Once a week, from October to April, MBA students trade in their briefcases for hockey sticks to engage in fun — albeit unskilled — competition against their peers.
The Wharton Wildmen Hockey Club is a co-ed, intramural league of approximately 200 first- and second-year MBA students who are divided into eight teams of 25. The league is one of the most popular clubs for MBAs on campus, with 100 students on the waiting list this past fall.
The most inexperienced students play in the D league, while the 20-25 students who have had more extensive experience play in the B or C league and compete against Philadelphia hockey teams. The season ran from mid-October and finished on April 6 with the annual “Fall-Star” tournament that featured the D-league teams.
The majority of the Wildmen hear about the club during Welcome Weekend while visiting Penn the April prior to commencing their studies.
“It’s pretty well-publicized,” second-year MBA student and co-commissioner of the league David Light said. “A couple friends said this is a must-do.”
Fellow player and second-year MBA student Caitlin Souther also knew she wanted to be involved in the hockey team before coming to Wharton. “In a couple of conversations I had with [past students], the common theme was that those people who played hockey had found it a formative experience,” she said.
While the league is known to almost all MBA students, its origins are shrouded in mystery. “There is rumor and legend that there was an NHL player 5-10 years ago that went to Wharton who founded the club,” second-year MBA Tom Austin said.
One unique aspect of the league is that the players often have no experience whatsoever on ice.
According to second-year MBA student and Wildmen social chair Kevin Shiau, 90 to 95 percent of players had never picked up a hockey stick before, and a number of those had never put on skates. Most students end up buying their gear used from graduating students.
Each team plays one game per week, and the players often go to bars together after games.
“You bond on the ice and the bench, but a lot of it is hanging out with your friends afterwards,” first-year MBA Brian Clapp said. “The dues for the first year are $500, and so all of the drinks are paid for by the league.”
Austin spoke enthusiastically about his team’s — the Ugly Puckling’s — time at the bar. “My team has invented an entirely new party game that we do after games called Inflippity cup,” Austin said. “It is now a staple game at a lot of Wharton parties.”
Although it is a student league, Senior Associate Director of MBA Student Life Eric Morin also plays among the students. Morin said he had not wanted to take away the opportunity from an MBA candidate to play, but that the commissioners were “thrilled” when he asked to join.
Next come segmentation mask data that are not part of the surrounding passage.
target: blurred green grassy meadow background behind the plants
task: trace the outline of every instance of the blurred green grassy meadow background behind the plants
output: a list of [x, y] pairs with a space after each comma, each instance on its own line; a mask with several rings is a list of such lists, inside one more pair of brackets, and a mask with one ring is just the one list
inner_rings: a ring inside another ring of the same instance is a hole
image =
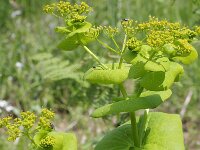
[[[56, 0], [0, 1], [0, 115], [18, 115], [21, 110], [38, 112], [42, 107], [57, 112], [56, 129], [74, 131], [80, 150], [92, 150], [102, 135], [126, 120], [126, 114], [103, 119], [89, 117], [94, 108], [108, 103], [117, 94], [112, 86], [100, 87], [83, 81], [83, 72], [95, 65], [81, 49], [63, 52], [56, 48], [61, 36], [54, 27], [62, 22], [43, 13], [45, 4]], [[71, 2], [80, 2], [71, 0]], [[86, 0], [94, 9], [89, 20], [96, 25], [119, 26], [123, 18], [145, 21], [149, 15], [178, 21], [188, 26], [200, 25], [200, 0]], [[118, 39], [120, 43], [120, 38]], [[200, 42], [193, 43], [200, 51]], [[111, 61], [111, 54], [98, 44], [91, 49]], [[49, 61], [44, 62], [43, 59]], [[57, 64], [65, 63], [60, 76]], [[71, 65], [74, 64], [74, 65]], [[67, 67], [66, 67], [67, 66]], [[51, 72], [55, 70], [54, 72]], [[50, 78], [49, 73], [55, 75]], [[133, 90], [129, 82], [129, 91]], [[116, 89], [114, 87], [114, 89]], [[200, 149], [200, 62], [185, 66], [173, 96], [156, 111], [181, 113], [186, 149]], [[189, 102], [188, 104], [186, 104]], [[184, 107], [184, 103], [185, 106]], [[0, 137], [1, 150], [25, 150], [23, 139], [11, 145]]]

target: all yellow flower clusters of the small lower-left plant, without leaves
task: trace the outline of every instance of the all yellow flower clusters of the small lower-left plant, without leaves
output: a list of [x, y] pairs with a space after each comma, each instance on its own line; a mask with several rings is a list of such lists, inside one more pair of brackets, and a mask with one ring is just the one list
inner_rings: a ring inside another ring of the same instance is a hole
[[[5, 128], [9, 141], [15, 141], [20, 136], [27, 136], [33, 141], [32, 136], [39, 130], [52, 131], [51, 122], [54, 119], [54, 112], [42, 109], [40, 115], [36, 116], [30, 111], [21, 112], [20, 117], [11, 116], [0, 119], [0, 128]], [[53, 145], [53, 138], [46, 137], [41, 141], [41, 146]]]

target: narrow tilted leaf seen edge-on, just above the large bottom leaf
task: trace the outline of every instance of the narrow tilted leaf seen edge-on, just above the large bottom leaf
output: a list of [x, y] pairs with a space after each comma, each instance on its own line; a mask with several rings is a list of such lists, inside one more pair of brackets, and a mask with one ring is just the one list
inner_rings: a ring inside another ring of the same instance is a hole
[[153, 109], [159, 106], [166, 99], [168, 99], [171, 94], [171, 90], [160, 92], [143, 92], [139, 98], [119, 101], [102, 106], [92, 113], [92, 117], [98, 118], [109, 114], [132, 112], [139, 109]]

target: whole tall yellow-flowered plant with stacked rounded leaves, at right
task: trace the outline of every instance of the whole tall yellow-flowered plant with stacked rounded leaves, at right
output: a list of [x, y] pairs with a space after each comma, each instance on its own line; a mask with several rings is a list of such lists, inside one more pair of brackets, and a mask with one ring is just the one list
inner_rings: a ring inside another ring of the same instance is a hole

During the “Fall-Stars” final D-league hockey game, the future business leaders wear costumes over their uniforms ranging from grass hula skirts to bridal veils. Gesturing toward a player in a pink tutu, Morin said that any player “might be the CEO of the top five biggest companies in a few years.” For now, however, playing on the team can simply be a fun and unique graduate school experience.
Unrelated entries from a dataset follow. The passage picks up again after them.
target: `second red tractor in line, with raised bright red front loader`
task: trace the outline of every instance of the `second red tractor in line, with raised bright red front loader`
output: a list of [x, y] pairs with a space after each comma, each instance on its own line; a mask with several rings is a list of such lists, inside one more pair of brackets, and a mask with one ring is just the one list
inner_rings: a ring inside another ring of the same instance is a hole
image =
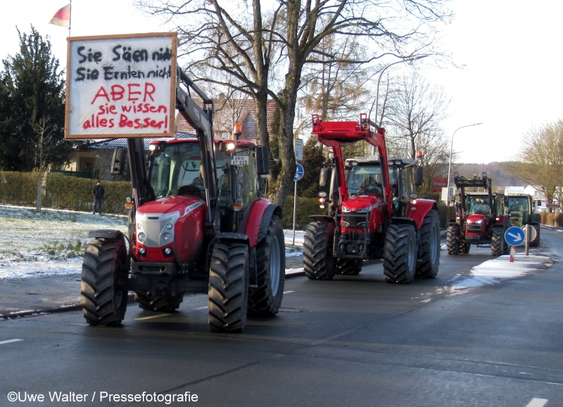
[[[303, 244], [308, 278], [357, 275], [362, 261], [383, 259], [388, 283], [434, 278], [440, 264], [440, 221], [434, 200], [418, 199], [422, 168], [415, 160], [388, 158], [385, 131], [360, 115], [360, 122], [323, 122], [312, 117], [312, 134], [331, 148], [330, 193], [320, 193], [329, 214], [312, 216]], [[342, 143], [364, 140], [378, 157], [344, 160]]]

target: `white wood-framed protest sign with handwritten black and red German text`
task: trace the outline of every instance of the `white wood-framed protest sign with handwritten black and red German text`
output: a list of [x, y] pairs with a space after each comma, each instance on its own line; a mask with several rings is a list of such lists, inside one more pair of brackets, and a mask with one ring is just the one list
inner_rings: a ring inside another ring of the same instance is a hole
[[69, 41], [66, 138], [172, 133], [175, 33]]

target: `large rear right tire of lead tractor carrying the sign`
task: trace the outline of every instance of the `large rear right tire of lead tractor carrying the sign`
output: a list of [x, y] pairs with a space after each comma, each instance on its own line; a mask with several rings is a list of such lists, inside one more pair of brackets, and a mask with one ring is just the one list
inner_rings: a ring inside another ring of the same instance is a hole
[[273, 216], [265, 238], [256, 247], [258, 288], [248, 295], [248, 314], [274, 316], [284, 297], [286, 256], [284, 228], [279, 217]]

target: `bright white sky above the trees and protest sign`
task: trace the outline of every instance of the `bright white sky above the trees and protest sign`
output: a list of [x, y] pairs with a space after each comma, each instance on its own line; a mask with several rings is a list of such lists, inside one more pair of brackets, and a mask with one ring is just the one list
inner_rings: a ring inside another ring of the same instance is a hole
[[[65, 0], [2, 1], [8, 15], [0, 26], [0, 59], [18, 52], [18, 34], [30, 25], [49, 36], [53, 53], [65, 65], [64, 27], [49, 25]], [[443, 86], [451, 98], [441, 126], [457, 162], [488, 163], [517, 157], [526, 131], [563, 119], [560, 16], [557, 0], [453, 0], [453, 22], [441, 28], [441, 49], [456, 67], [436, 67], [431, 58], [417, 61], [430, 84]], [[160, 20], [134, 7], [133, 0], [72, 1], [72, 37], [164, 31]], [[389, 60], [389, 63], [394, 60]], [[398, 70], [393, 70], [398, 72]]]

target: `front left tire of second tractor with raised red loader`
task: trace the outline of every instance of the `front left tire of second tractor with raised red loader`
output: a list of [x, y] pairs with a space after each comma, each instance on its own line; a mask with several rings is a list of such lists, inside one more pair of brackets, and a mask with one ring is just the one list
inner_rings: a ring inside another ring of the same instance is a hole
[[332, 280], [335, 273], [332, 256], [332, 239], [328, 235], [330, 224], [311, 222], [303, 238], [303, 269], [310, 280]]

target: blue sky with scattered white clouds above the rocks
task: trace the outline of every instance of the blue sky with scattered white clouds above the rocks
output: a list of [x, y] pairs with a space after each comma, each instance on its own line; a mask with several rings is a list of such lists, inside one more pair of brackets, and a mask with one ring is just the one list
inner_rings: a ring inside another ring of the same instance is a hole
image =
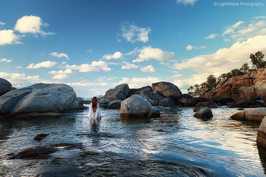
[[84, 98], [160, 81], [186, 93], [266, 53], [266, 3], [223, 2], [0, 1], [0, 77], [64, 83]]

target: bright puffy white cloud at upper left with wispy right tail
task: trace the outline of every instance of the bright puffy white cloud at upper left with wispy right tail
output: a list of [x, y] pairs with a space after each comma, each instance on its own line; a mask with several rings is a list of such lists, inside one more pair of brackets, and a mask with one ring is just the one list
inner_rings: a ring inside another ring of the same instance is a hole
[[52, 35], [55, 33], [51, 32], [44, 32], [41, 30], [41, 26], [47, 27], [48, 24], [42, 23], [42, 19], [38, 16], [23, 16], [16, 22], [16, 25], [14, 27], [15, 31], [18, 31], [20, 33], [40, 33], [42, 36]]

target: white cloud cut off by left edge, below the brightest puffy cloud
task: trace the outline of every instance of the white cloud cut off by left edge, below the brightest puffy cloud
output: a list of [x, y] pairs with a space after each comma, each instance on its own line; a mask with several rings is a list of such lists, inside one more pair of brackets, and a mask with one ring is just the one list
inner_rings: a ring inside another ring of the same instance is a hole
[[19, 42], [20, 36], [14, 34], [14, 31], [9, 29], [9, 30], [1, 30], [0, 31], [0, 45], [5, 45], [5, 44], [21, 44]]

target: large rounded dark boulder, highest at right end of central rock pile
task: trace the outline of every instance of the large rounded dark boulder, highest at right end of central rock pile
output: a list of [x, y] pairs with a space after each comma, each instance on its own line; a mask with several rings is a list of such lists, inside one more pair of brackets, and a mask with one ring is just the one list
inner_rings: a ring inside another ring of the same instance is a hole
[[176, 85], [169, 82], [161, 81], [158, 83], [153, 83], [152, 91], [155, 92], [156, 90], [163, 93], [165, 97], [169, 97], [174, 101], [177, 101], [182, 96], [180, 89]]

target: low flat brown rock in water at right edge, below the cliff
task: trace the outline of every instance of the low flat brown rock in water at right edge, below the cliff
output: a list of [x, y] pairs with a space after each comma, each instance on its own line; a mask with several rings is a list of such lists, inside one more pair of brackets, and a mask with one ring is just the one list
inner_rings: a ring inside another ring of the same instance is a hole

“We push the idea with the MBAs that you have two years to have these new experiences,” Morin said. “I think the league is so popular because it is the type of thing that people would never ever have the opportunity to do. You can really be a complete failure and have the greatest time in the world.”
Shiau echoed that the experience of being part of the league complements the MBA program.
“The whole goal of business school is to be a risk-free environment where students can step outside of what they’ve been good at,” he said. “The vast majority of students come to Wharton having done the same things their whole lives. [The league] is all about just putting yourself out there, about keeping yourself thinking about other opportunities you would have never considered before. You could be good, other people might not be better, so why not try it.”
But even while the MBA students might battle it out in Huntsman Hall, Light noted that the hockey league puts them on a level playing field.
“Given that people have such little experience, people don’t take it too seriously,” Light said. “It’s kind of this great leveler.”
Austin also mentioned that, like many other MBA students who are in their late twenties and early thirties, age was a factor in his decision to join the league.
“It’s my last chance at glory and athletic competition,” he said.